Feature

Having published under every editor of Psychological Review since 1972, John R. Anderson, PhD, feels not only ready to edit the journal, but honored to have the chance to repay it.

"In my mind, this has always been the cream of the crop, the premier journal of the field," says Anderson, the R.K. Mellon professor of psychology and computer science at Carnegie Mellon University, of Psychological Review. "Authors save their best work for publication in this journal," first published in 1894.

Still, he admits he'd like to nudge the journal in some new directions and counter a few myths about the publication. For starters, he says many potential authors have the misperception that the journal seeks only articles concerned with mathematical/computational models. In truth, the journal welcomes a broad range of papers and articles that aim to advance psychological theory, including those covering original empirical research.

He also plans to encourage authors to write succinctly, a strategy he hopes will cut down the amount of time it takes for articles to clear the review process.

"Many articles often contain too much material that is not relevant to why the paper is an important contribution," says Anderson. "The journal will especially value papers that focus on communicating their core contributions, rather than being encyclopedic."

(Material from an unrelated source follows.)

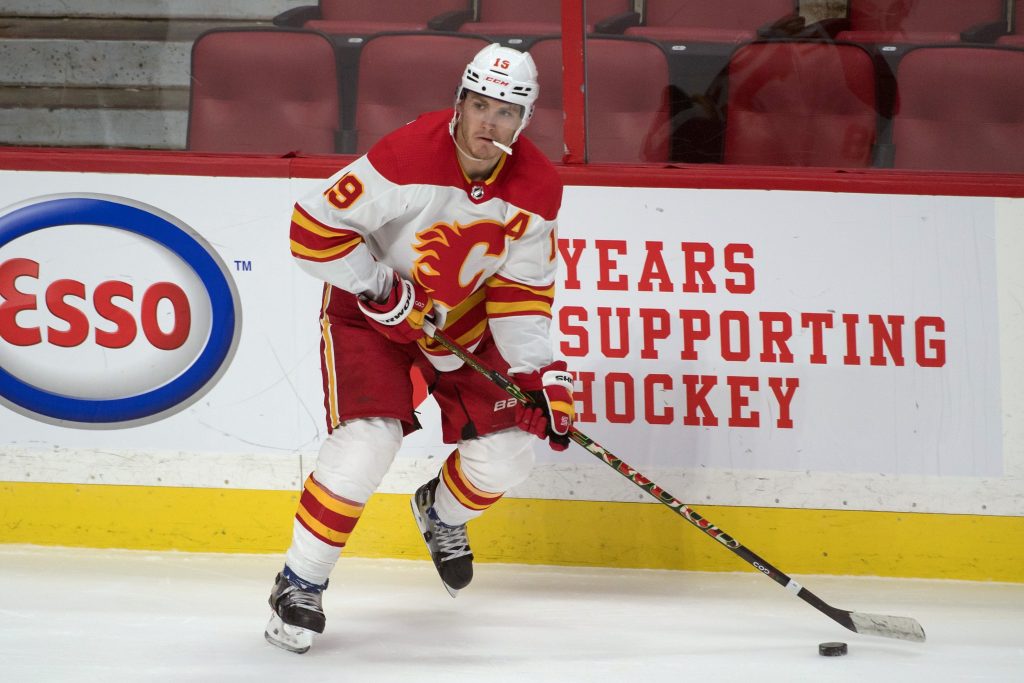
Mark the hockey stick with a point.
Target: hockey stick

Anderson is best known for ACT-R, his computational theory of human cognition. His most recent work applies cognitive psychology and ACT-R to mathematics education by using fMRI to observe how adolescents learn math. Currently, 500,000 U.S. students are using his research-based, computer-based cognitive tutoring system for mathematics.

Anderson has been an associate editor of Cognitive Science, and a consulting editor for Psychological Review and he has been a professor at Carnegie Mellon since 1978. He earned his PhD in 1972 at Stanford University, where he studied under eminent cognitive psychologist Gordon H. Bower, PhD.